HumanCellAtlas / data-operations

MIT License
0 stars 1 forks source link

Project Completion QA Checklist: TissueStability #5

Open jychien opened 4 years ago

jychien commented 4 years ago

Project UUID: c4077b3c-5c98-4d26-a614-246d12c2e5d7 Project Title: Ischaemic sensitivity of human tissue by single cell RNA seq Project Short Name: TissueStability Submission UUID: fd52efcc-6924-4c8a-b68c-a299aea1d80f Environment: Production

This project is also know as the "Meyer dataset" or "TissueSensitivity" and was re-ingested to incorporate additional data from the contributor.

jychien commented 4 years ago

Process QA found the following issue:

  1. After downloading mtx for the project, barcodes.tsv was found to have redundant barcodes in the file.
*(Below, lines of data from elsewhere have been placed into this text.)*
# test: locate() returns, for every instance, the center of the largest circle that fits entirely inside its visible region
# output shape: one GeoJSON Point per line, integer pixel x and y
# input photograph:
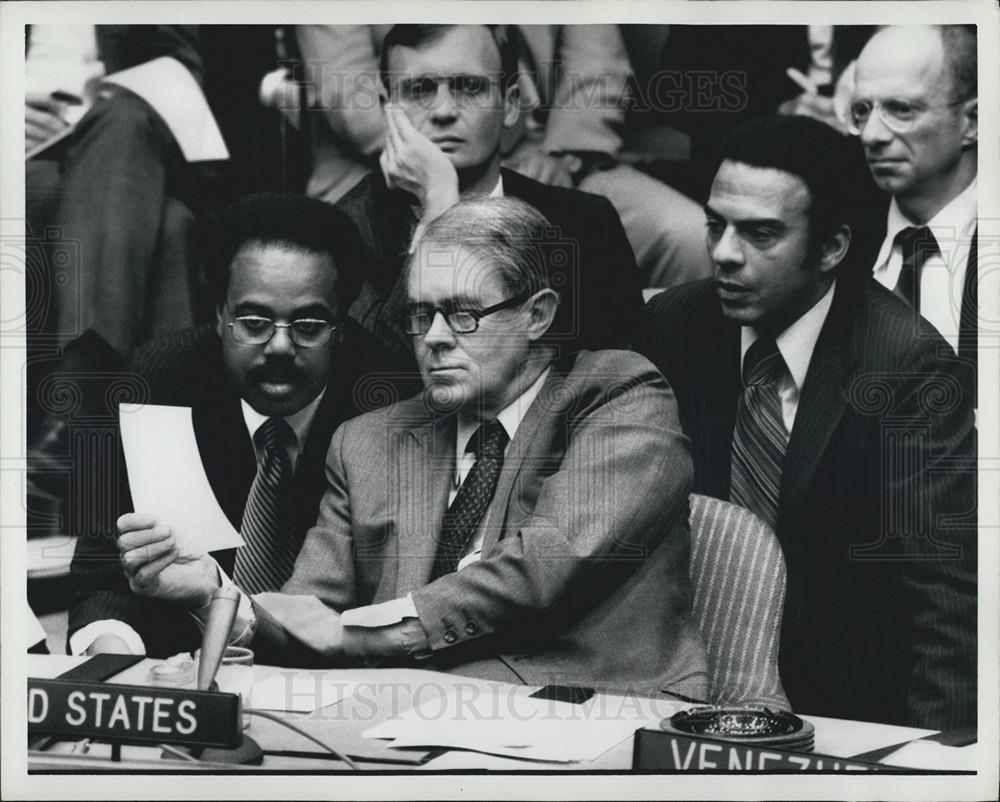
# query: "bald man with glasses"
{"type": "Point", "coordinates": [915, 109]}
{"type": "Point", "coordinates": [525, 519]}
Matrix is currently implementing a change to use cell ID rather than barcodes for the file HumanCellAtlas/matrix-service/issues/428

  2. This project contains bulk RNAseq and WGS data. For these assay types, there are no cell suspensions since the specimen does not undergo a dissociation protocol. Sequence files are directly linked to specimen. This experimental graph may be an issue for downstream components, and will need to be followed up on before a pipeline is made available in production. (Related slack thread)

jahilton commented 4 years ago

validator results... cell_suspension.cell_morphology.cell_viability_method:Trypan blue; manual haemacytometer should be reviewed for consistency across projects library_preparation_protocol.input_nucleic_acid_molecule.ontology:OBI:0000869 is polyA RNA extract but input as polyA RNA library_preparation_protocol.library_construction_method.ontology_label:10X v2 sequencing needs the more specific 3' or 5' term library_preparation_protocol.library_construction_method.ontology_label:DNA library construction & cDNA library construction don't feel parallel to the other values in this field project.insdc_project_accessions:ERP114453 does not match pattern project.insdc_study_accessions:PRJEB31843 does not match pattern sequence_file.file_core.format:fastq.gz not in ['fastq'] sequencing_protocol.10x.pooled_channels:4.0 does not match pattern (expecting integer)

the polyA RNA is across-the-board issue so should bee decided on for all projects. All others have been noted in https://github.com/HumanCellAtlas/hca-data-wrangling/issues/355

jychien commented 4 years ago

The paper is studying affects of cold ischaemic time affects on scRNA-seq analysis. There should be a timecourse module attached to the biomaterial.